À deux jours du second tour des élections législatives anticipées, écoutez l'interview de Raphaël Glucksmann, eurodéputé Place publique-Parti socialiste, membre fondateur du Nouveau front Populaire.
Regardez L'invité de RTL avec Amandine Bégot du 05 juillet 2024.
Regardez L'invité de RTL avec Amandine Bégot du 05 juillet 2024.
Category
🗞
NewsTranscription
00:00RTL 7h45, excellente journée à vous tous qui nous écoutez, Amandine Bégaud vous recevez ce matin l'eurodéputé place publique Raphaël Glucksmann.
00:10Raphaël Glucksmann, un élu pardon de 77 ans agressé, frappé au visage hier en Isère alors qu'il collait des affiches pour Olivier Véran avant-hier.
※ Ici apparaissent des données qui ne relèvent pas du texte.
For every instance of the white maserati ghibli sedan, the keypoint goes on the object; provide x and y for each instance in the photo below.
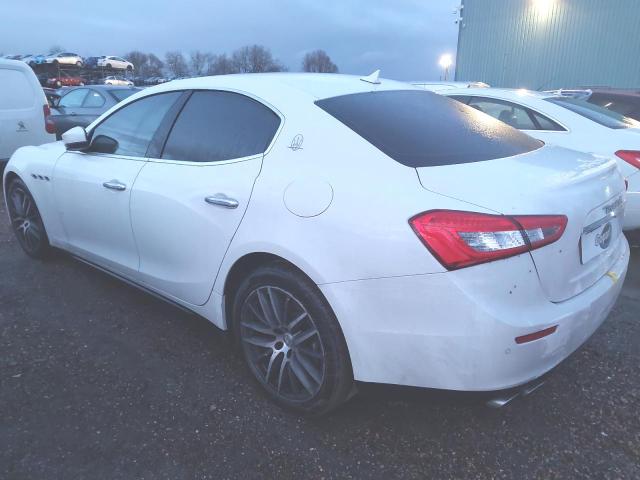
(342, 229)
(567, 122)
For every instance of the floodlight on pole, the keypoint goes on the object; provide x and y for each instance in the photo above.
(445, 62)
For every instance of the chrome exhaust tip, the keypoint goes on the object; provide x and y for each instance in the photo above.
(511, 395)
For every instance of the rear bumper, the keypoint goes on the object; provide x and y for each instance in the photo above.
(632, 208)
(457, 330)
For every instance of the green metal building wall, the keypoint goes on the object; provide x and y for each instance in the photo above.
(545, 44)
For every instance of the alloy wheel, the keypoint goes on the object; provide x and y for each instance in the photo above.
(282, 343)
(26, 220)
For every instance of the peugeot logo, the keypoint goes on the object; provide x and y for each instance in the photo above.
(296, 143)
(603, 239)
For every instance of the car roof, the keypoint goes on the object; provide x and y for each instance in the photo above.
(616, 92)
(276, 87)
(501, 92)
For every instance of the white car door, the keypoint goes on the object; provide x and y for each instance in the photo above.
(92, 188)
(188, 202)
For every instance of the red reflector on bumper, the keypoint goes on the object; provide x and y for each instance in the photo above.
(530, 337)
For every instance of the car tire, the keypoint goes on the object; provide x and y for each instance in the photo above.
(26, 221)
(291, 340)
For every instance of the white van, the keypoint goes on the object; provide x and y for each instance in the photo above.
(24, 111)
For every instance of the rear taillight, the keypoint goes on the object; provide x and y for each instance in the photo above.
(461, 239)
(49, 126)
(632, 157)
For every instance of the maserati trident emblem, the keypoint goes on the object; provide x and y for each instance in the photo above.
(603, 239)
(296, 143)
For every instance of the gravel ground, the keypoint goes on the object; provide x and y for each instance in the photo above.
(100, 381)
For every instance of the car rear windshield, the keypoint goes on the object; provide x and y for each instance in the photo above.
(598, 114)
(422, 129)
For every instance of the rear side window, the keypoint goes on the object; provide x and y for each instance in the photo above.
(130, 130)
(74, 98)
(215, 126)
(629, 107)
(122, 94)
(595, 113)
(93, 100)
(16, 92)
(545, 123)
(506, 112)
(423, 129)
00:19C'est Prisca Thévenot la porte-parole du gouvernement qui était visée à Meudon, une candidate RN également en Savoie, il est temps que cette campagne se termine ?
00:27Il est temps de penser les plaies, il est temps de condamner déjà fermement ces violences insupportables mais nous on a des retours de terrain et partout c'est extrêmement agressif.
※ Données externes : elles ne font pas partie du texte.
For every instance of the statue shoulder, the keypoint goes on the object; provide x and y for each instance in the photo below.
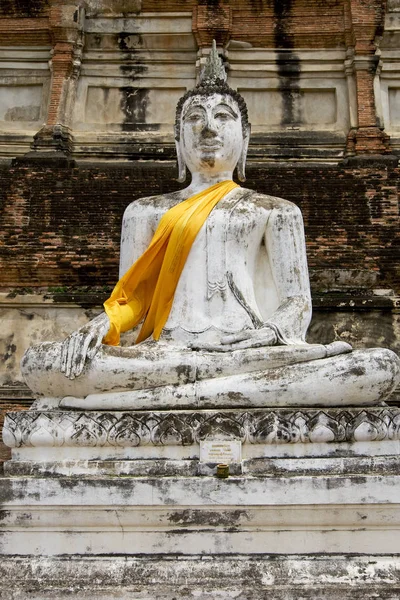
(150, 204)
(271, 202)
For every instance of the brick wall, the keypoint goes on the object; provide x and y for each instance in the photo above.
(62, 227)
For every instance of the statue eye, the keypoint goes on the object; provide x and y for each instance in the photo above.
(194, 117)
(223, 116)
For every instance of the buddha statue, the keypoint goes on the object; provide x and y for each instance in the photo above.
(216, 275)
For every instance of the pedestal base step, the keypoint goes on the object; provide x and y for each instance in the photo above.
(172, 577)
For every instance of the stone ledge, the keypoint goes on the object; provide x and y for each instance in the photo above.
(171, 577)
(69, 428)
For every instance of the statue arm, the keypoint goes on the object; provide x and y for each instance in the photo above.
(285, 242)
(138, 228)
(82, 345)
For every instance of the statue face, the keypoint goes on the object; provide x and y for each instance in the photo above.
(211, 137)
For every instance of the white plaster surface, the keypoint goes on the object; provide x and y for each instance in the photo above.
(351, 514)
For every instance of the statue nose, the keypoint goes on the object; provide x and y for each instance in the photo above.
(209, 129)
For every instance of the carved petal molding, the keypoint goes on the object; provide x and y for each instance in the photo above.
(262, 426)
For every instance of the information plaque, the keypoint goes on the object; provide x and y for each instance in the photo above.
(221, 451)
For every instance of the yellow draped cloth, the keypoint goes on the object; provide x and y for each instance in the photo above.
(147, 289)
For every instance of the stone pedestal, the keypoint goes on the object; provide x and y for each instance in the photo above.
(108, 504)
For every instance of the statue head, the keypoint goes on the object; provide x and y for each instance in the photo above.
(211, 128)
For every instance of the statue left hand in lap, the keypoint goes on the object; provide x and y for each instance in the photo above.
(217, 277)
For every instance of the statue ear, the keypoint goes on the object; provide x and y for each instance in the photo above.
(242, 159)
(180, 159)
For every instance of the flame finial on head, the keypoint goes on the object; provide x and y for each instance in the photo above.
(214, 70)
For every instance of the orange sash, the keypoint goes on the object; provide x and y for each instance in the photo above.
(147, 289)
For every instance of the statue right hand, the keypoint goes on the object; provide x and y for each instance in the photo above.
(82, 345)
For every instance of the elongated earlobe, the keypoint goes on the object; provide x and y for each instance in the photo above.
(241, 166)
(180, 160)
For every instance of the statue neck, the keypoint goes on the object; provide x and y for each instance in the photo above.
(202, 181)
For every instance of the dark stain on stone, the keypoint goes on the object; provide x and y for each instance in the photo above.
(207, 517)
(23, 8)
(134, 99)
(10, 350)
(287, 62)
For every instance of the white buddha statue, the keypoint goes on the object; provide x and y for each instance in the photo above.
(225, 313)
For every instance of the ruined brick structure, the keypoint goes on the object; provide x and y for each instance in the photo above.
(87, 96)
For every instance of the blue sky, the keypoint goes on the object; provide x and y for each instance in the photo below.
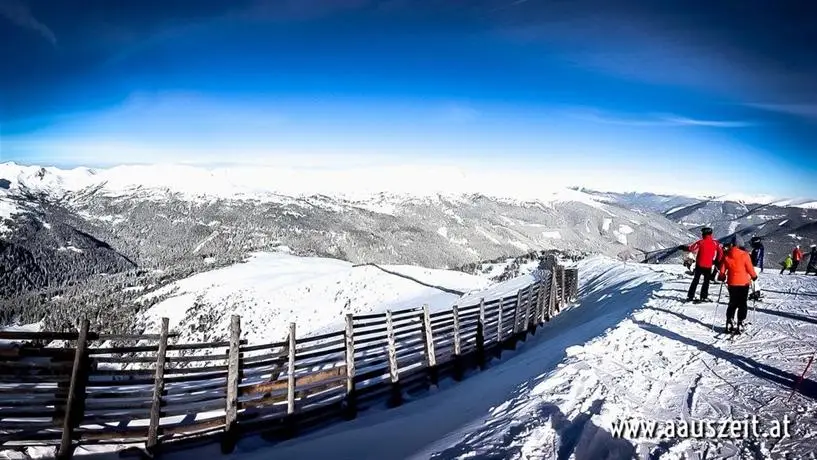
(705, 97)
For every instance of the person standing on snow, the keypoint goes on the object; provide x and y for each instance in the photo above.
(812, 261)
(787, 263)
(738, 273)
(796, 257)
(708, 250)
(757, 255)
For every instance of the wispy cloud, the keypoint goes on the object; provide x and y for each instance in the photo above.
(800, 110)
(18, 12)
(666, 120)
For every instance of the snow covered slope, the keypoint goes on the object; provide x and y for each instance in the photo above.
(630, 350)
(271, 290)
(82, 230)
(663, 363)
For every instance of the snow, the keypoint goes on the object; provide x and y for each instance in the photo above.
(747, 198)
(31, 327)
(630, 350)
(487, 235)
(7, 208)
(622, 232)
(518, 244)
(676, 209)
(377, 189)
(270, 290)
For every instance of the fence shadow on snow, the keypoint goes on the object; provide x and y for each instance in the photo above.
(145, 390)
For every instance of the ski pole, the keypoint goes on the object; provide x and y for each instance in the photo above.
(754, 299)
(800, 380)
(715, 313)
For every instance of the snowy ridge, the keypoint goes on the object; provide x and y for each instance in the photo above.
(270, 290)
(372, 188)
(629, 351)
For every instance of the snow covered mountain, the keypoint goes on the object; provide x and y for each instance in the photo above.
(271, 290)
(87, 236)
(629, 355)
(782, 223)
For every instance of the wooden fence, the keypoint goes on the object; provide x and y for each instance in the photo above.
(158, 393)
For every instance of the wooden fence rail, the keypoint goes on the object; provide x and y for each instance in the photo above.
(161, 393)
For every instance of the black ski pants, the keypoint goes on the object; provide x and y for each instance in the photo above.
(738, 301)
(696, 278)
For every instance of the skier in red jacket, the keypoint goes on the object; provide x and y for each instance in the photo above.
(708, 251)
(796, 257)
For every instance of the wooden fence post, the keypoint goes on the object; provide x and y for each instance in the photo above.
(396, 392)
(540, 304)
(562, 283)
(499, 323)
(511, 344)
(458, 367)
(76, 394)
(158, 389)
(233, 369)
(289, 421)
(528, 311)
(351, 395)
(554, 294)
(431, 357)
(480, 338)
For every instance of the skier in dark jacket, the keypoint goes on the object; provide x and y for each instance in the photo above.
(812, 261)
(708, 251)
(757, 255)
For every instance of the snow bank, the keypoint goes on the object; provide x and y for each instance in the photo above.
(271, 290)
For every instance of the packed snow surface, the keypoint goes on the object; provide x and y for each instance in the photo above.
(630, 350)
(372, 188)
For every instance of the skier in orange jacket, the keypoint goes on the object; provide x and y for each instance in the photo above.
(738, 272)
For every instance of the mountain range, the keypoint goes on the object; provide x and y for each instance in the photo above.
(83, 240)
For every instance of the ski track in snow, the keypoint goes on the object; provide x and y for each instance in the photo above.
(629, 350)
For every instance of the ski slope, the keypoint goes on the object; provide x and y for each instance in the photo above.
(630, 350)
(272, 289)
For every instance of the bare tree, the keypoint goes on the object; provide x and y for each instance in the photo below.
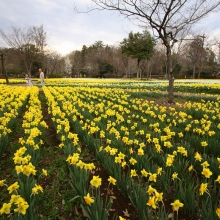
(167, 18)
(2, 58)
(28, 42)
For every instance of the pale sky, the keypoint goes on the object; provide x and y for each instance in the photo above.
(68, 30)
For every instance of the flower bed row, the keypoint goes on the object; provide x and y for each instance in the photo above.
(169, 154)
(10, 107)
(24, 193)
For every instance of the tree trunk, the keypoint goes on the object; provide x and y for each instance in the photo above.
(170, 74)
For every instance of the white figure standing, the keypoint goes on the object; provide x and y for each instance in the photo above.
(41, 77)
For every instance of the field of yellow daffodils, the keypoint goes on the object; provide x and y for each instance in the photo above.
(164, 159)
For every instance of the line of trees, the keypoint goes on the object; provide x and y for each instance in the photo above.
(138, 56)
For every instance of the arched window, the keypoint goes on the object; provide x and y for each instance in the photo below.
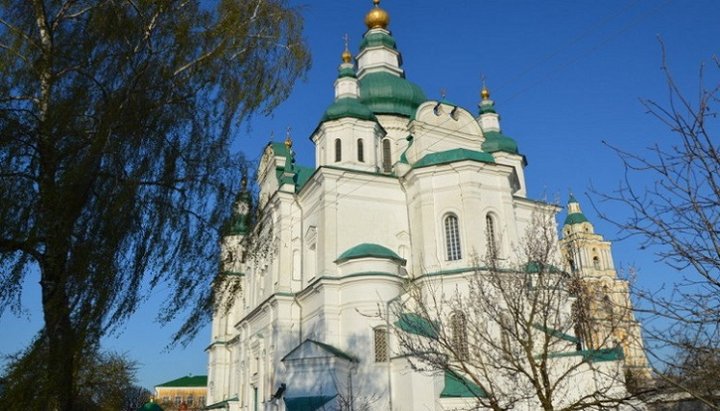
(387, 162)
(458, 327)
(381, 346)
(452, 238)
(338, 150)
(491, 238)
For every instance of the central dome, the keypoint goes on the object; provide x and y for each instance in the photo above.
(386, 93)
(377, 18)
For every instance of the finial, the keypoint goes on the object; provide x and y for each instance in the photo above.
(485, 93)
(377, 18)
(288, 139)
(346, 56)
00:36Il y a des collères d'affiches qui se font agresser, il y a une violence dans la société, une tension, une nervosité, il est temps qu'on arrive à réconcilier ce pays.
00:45Il est temps qu'on sorte de ce climat d'agressivité, de haine et vraiment on est à un moment de bascule, vous savez la démocratie c'est quelque chose d'extrêmement fragile.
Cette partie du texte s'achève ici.